It is difficult to debug the error code of mclapply because all values of a job are affected.
I prepared a simple example.
library(parallel)
library(dplyr)
data(iris)
## Parallel Version
parFun <- function(i){
print(i)
## Generate a random subset of the iris data set
daf <- iris[sample(1:nrow(iris),10),]
## Bug in iteration number of 39, some internal function returned NULL
if(i == 39){
daf <- NULL
}
## Dplyr produces an error, needs an if test for NULL
res <- daf %>% group_by("Species") %>% slice_min(order_by = Petal.Width, n = 2)
return(res)
}
## Do the call which returns error code
## Scheduled core 3 encountered error in user code, all values of the job will be affected
resList <- mclapply(1:50,parFun,mc.cores=12)

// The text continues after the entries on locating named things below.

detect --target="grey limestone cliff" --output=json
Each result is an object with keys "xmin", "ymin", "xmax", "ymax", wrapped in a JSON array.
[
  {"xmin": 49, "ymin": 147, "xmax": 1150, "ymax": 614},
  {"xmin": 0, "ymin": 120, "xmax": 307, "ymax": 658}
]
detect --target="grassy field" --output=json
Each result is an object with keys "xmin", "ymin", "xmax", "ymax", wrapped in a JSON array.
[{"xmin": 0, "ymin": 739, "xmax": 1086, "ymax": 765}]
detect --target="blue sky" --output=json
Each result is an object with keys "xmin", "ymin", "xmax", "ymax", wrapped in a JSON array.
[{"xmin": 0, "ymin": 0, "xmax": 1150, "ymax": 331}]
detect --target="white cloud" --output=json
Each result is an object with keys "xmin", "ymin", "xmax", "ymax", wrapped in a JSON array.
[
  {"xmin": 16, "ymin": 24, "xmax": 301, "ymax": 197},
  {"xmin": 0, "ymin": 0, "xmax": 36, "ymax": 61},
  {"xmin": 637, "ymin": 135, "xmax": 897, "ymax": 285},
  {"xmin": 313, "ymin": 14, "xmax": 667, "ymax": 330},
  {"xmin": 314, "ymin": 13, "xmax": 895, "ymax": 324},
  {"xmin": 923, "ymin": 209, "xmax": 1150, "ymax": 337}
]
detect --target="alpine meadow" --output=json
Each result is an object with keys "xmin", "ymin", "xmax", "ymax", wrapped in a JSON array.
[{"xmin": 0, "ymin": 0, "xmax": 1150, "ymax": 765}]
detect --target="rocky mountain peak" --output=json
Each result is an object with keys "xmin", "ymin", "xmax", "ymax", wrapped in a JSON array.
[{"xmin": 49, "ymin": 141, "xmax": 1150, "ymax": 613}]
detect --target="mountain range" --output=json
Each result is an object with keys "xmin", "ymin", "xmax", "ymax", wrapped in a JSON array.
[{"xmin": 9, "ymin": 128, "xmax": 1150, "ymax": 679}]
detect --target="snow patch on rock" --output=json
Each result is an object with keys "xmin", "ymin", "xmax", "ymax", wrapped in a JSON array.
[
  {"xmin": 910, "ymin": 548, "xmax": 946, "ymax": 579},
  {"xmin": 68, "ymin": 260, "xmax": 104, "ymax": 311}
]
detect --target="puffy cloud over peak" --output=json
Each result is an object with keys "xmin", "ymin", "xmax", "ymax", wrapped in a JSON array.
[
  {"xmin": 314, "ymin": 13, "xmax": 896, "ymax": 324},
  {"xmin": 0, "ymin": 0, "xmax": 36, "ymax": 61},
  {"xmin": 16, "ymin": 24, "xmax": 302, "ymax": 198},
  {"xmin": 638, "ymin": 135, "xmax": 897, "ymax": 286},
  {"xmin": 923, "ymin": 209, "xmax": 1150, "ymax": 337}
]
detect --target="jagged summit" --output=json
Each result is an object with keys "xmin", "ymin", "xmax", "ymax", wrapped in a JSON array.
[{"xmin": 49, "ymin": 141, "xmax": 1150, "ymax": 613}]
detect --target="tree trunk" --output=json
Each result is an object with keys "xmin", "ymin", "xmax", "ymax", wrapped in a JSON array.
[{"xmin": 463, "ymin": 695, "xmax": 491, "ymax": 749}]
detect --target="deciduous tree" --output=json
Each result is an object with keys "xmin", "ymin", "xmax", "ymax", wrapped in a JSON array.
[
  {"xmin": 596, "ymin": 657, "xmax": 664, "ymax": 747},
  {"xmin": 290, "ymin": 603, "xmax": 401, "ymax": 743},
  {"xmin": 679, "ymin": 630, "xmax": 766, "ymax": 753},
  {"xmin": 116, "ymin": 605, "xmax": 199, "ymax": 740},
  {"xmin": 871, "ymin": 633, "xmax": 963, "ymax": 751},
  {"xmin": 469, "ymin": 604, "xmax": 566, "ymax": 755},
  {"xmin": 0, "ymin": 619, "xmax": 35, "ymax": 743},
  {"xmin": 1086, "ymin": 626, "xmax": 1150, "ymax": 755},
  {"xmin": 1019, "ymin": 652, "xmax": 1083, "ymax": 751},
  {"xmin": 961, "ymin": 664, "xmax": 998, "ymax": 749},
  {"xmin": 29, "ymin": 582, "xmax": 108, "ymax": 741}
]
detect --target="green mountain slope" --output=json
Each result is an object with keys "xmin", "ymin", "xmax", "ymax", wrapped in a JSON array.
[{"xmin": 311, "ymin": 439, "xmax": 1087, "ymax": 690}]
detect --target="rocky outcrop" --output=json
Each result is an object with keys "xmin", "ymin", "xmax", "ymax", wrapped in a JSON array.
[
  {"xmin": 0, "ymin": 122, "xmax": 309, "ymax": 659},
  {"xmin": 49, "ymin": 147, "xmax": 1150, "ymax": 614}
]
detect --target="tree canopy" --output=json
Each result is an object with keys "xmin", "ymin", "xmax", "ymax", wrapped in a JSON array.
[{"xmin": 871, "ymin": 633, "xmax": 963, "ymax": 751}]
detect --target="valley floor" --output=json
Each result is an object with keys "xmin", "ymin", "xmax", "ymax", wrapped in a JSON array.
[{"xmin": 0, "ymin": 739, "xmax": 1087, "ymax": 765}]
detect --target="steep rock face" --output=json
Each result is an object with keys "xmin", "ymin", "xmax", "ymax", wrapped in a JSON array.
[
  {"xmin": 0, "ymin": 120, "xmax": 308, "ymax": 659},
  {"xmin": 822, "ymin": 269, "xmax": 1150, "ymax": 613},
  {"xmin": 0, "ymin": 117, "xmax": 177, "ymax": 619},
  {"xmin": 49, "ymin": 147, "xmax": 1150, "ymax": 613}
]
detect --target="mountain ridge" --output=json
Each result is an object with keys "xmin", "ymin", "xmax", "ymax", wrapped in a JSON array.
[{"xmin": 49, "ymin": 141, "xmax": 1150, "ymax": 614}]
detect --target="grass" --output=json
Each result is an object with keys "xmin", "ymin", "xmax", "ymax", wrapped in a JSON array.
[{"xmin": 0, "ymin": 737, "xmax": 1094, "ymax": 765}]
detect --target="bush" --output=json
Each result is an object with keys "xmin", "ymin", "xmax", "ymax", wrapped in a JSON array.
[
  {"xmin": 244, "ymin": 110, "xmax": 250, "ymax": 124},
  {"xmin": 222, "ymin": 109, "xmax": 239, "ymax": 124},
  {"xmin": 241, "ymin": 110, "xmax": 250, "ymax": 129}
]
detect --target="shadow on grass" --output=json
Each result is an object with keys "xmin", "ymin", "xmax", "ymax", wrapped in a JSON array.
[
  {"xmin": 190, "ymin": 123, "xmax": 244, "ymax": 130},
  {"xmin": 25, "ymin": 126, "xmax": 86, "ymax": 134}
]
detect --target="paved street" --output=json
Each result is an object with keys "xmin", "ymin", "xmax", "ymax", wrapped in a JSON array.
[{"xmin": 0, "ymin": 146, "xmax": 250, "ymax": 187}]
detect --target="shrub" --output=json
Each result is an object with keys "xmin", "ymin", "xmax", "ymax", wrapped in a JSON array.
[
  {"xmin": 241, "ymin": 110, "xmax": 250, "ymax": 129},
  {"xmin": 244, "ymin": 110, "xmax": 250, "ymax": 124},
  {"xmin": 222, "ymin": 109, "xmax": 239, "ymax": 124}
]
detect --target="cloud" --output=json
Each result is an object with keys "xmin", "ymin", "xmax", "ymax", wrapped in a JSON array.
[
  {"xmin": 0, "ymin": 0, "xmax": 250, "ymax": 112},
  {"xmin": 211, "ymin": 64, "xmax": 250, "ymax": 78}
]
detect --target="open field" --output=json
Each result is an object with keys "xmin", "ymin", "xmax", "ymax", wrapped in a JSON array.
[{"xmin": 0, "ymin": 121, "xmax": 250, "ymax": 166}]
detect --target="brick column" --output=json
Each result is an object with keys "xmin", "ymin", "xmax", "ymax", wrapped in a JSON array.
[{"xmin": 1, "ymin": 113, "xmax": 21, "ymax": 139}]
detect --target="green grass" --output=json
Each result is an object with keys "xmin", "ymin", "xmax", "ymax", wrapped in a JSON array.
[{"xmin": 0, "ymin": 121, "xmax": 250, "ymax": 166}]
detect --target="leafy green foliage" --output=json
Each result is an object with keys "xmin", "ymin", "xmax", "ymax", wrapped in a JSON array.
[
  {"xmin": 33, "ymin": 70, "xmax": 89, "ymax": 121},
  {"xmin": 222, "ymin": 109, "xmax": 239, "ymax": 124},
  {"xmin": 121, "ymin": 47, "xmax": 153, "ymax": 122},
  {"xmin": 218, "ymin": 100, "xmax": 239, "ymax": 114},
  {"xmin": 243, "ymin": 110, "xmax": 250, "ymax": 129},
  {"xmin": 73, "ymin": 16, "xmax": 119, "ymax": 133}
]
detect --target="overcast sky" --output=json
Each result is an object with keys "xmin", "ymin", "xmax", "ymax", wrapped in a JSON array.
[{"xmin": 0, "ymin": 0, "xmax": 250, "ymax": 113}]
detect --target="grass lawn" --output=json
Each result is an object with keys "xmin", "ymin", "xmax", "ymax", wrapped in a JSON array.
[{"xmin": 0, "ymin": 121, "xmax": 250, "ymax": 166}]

idx <- sapply(resList,function(x){is.null(nrow(x))})
## Depending on the number of cores a sequence of jobs is affected
which(idx == TRUE)
How to debug such code for several 1000 iterations ? How to find the single i that causes the error ?
In your call of mclapply, wrap up parFun with a tryCatch block. Codes below:
resList <- mclapply(
1:50,
function(iter) tryCatch(
parFun(iter),
error = function(e) e
),
mc.cores=parallel::detectCores()
)